Premier Shimon Peres urged every Jewish family to have at least four children. He spoke after Prof. Roberto Bacchi, head of the Hebrew University’s Statistics Department, told the Cabinet that over the past decade the number of Jewish births in Israel has averaged about 50,000 a year compared to an average 60,000 a year non-Jewish births.

He said that while the disparity was more or less offset by the positive balance between Jewish immigration and emigration and a higher non-Jewish mortality rate, the demographic gap between Jews and non-Jews in Israel and the administered territories was widening.

Gad Yaacobi, the Minister for Economic Planning, noted that these figures meant that by the year 2000, the non-Jewish population in Israel and the territories would comprise 43 percent of the total population.

Bacchi cited the high number of unmarried Israeli men and women in their twenties or thirties, the ages of greatest fertility. He proposed that the government introduce regulations that would make it easier for young women to work and raise families.

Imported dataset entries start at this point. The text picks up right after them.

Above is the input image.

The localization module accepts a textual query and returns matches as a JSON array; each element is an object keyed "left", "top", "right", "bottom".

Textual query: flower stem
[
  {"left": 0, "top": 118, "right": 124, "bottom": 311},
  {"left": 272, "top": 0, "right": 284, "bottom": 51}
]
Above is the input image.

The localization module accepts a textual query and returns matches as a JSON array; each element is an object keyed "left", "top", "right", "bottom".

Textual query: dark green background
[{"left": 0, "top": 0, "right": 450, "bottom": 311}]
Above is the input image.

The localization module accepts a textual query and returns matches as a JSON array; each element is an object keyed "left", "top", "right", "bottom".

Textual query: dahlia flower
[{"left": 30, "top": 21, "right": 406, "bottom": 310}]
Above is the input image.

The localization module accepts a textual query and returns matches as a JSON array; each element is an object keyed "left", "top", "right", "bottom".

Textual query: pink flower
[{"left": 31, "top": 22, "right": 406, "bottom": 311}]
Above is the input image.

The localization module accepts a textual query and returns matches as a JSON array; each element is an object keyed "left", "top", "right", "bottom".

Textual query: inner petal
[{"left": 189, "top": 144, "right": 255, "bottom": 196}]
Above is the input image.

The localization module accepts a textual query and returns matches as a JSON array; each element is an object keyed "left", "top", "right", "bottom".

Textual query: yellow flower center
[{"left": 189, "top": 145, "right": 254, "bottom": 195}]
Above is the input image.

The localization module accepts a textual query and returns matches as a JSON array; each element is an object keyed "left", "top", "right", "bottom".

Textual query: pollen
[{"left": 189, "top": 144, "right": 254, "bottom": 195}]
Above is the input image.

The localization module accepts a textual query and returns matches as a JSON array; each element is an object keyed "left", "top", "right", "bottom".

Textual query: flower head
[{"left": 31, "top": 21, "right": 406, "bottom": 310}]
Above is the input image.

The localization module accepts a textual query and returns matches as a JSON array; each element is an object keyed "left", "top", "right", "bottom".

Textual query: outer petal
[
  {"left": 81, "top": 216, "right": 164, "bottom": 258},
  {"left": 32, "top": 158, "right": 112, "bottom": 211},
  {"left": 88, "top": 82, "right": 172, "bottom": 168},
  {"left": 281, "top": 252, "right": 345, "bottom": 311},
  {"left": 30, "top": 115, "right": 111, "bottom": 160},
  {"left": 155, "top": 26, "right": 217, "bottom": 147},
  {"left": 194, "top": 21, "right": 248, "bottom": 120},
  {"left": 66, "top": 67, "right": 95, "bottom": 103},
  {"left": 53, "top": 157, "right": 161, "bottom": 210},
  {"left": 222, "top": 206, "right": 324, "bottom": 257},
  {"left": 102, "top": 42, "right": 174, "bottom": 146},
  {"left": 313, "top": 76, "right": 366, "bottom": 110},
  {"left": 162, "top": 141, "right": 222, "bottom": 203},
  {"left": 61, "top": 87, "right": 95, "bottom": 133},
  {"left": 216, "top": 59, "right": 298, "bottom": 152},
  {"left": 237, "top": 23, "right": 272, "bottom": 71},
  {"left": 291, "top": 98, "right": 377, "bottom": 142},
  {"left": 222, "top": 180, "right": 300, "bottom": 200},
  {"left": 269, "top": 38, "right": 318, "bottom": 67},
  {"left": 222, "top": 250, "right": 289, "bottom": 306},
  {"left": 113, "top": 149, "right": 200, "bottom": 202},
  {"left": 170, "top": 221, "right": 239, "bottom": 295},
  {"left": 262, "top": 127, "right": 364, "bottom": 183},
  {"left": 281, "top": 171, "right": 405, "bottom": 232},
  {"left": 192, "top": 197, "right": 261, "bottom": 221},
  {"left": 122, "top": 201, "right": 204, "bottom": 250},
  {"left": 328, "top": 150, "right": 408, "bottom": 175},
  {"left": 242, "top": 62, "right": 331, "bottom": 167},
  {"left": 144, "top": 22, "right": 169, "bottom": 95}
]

BLEAKER PROSPECTS FOR DIASPORA JEWRY

He said the demographic prospects were even bleaker for diaspora Jews where the average birthrate is 1.5 percent compared to 2.8 percent among Israeli Jews. The lowest birthrate of all in the diaspora is among Soviet Jews, he said.

Bacchi predicted that low birth rates and intermarriage will reduce the diaspora Jewish population from 9.5 million today to 8 million by the turn of the century and to 6 million 40 years from now unless the trends are reversed.

He also reported that aliya statistics show a steady decline. Between 1969 and 1973, 3.3 per thousand diaspora Jews immigrated to Israel compared to 2.1 per thousand between 1979 and 1983.

The reactions to Bacchi’s report were predictable. Rabbi Yitzhak Peretz, the Minister of Interior who is leader of the Orthodox Shas Party, denounced missionary activities and meetings between Jewish and Arab youths. Religious Affairs Minister Yosef Burg of the National Religious Party spoke out against abortion. He said 20,000 abortions were performed among Jewish women in Israel each year.

Communications Minister Amnon Rubinstein of the Shinui faction said the demographic statistics showed it was all the more urgent to negotiate a compromise settlement between Jews and Palestinians that would enable Jews to maintain a democratic, cohesive Jewish State.

Welfare Minister Moshe Katzav of Likud noted that the Jewish population is aging. He supported Peres’ call on Jewish families to have more children and suggested that ministers who did not adhere to this should resign. Deputy Premier David Levy of Likud, who was born in Morocco, quipped that he alone would bring up the Cabinet’s average. He is the father of 12 children.